Being an advisor, I’m aware that the guidance refers to providing facilities for sites (even where used only infrequently or for short periods so far as is reasonably practicable. Clearly it isn’t practicable to provide at all transient sites, however, I am keen to find any information/case law for where it is considered practicable.  Are you aware of any guidance over what is considered to be reasonably practicable? To use facilities at nearby establishments (hotels etc) is not an option as these are shut at night. In addition, are there any other legislative requirements/regulations/guidance that would bolster the case for the facilities that you are aware of?

I've been trying to get hold of a copy of CIS46, but unable to find one on the web.

Any help/advice will be greatly appreciated.

Thanks

P

peter gotch  
#2 Posted : 09 September 2022 14:46:13(UTC)
Rank: Super forum user
peter gotch

You can find CIS46 at CIS46. Revision 2 - Provision of welfare facilities at transient construction sites (sjstoilethire.co.uk)

However, it has long since been superseded.

Your starting point would be Provision of welfare facilities during construction work (hse.gov.uk)

The only obvious legislation is that within the Construction (Design and Management) Regulations 2015, assuming the sites are in Great Britain, or the parallel provisions in the Workplace (HSW) Regs 1992 [or other sector specific Regs]

As for case law, depends what you mean by "case law".

If you actually mean authoritative judgments from the Courts then you are very unlikely to find any.
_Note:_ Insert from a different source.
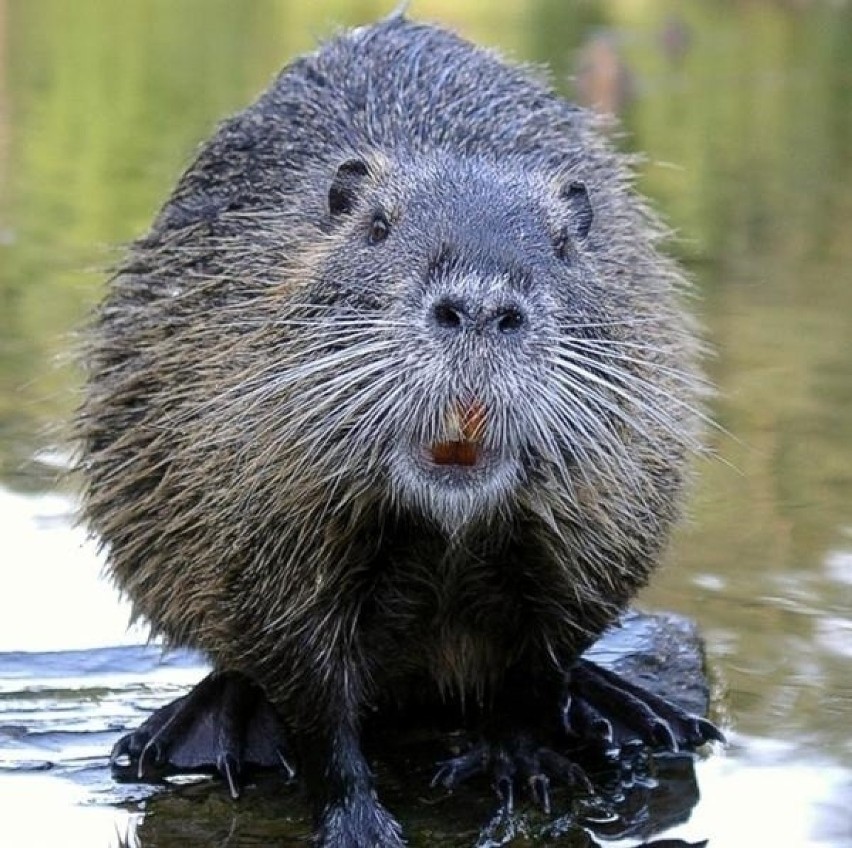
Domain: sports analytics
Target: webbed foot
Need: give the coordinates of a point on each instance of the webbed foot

It would require a prosecution or civil case (civil case alleging perhaps occupational ill health caused by breach of statutory duty) that has been defended up to a sufficient high enough Court to set legal precedent. 

You could look for cases that have been taken to Court but it may be difficult to separate out those on transient sites (construction or otherwise).

If you find press releases then they may be HSE stating that a case has been completed with a conviction (USUALLY with the defendant opting NOT to go to trial - in which case no precedent whatsoever) and the HSE may or may not have commented what it thought might have been reasonably practicable -  HSE press releases are often silent when it comes to suggesting what WOULD have been reasonably practicable [whatever the topic!]

You could try looking up prosecutions on the HSE database - www.hse.gov.uk/prosecutions and then search both the current and historic [up to 10 years] by BREACH - so with an ADVANCED SEARCH you could narrow down to the right bit(s) of CDM or Workplace Regs.

But for some perspective on the current database [convictions in the last 12 months] there are only 25 cases involving any Regulation within CDM. 

Suppose we guestimate that there might be about 300 CDM cases in the historic database [there WILL be a higher number per year going back] then may be of those 300 a maximum of perhaps 30 would deal specifically with welfare issues and of those 30 only a fraction would relate to transient sites.

So you might be looking for a needle in a haystack!

In terms of "bolster"ing the case - you need to consider the occupational health risks on top of the basic welfare requirements.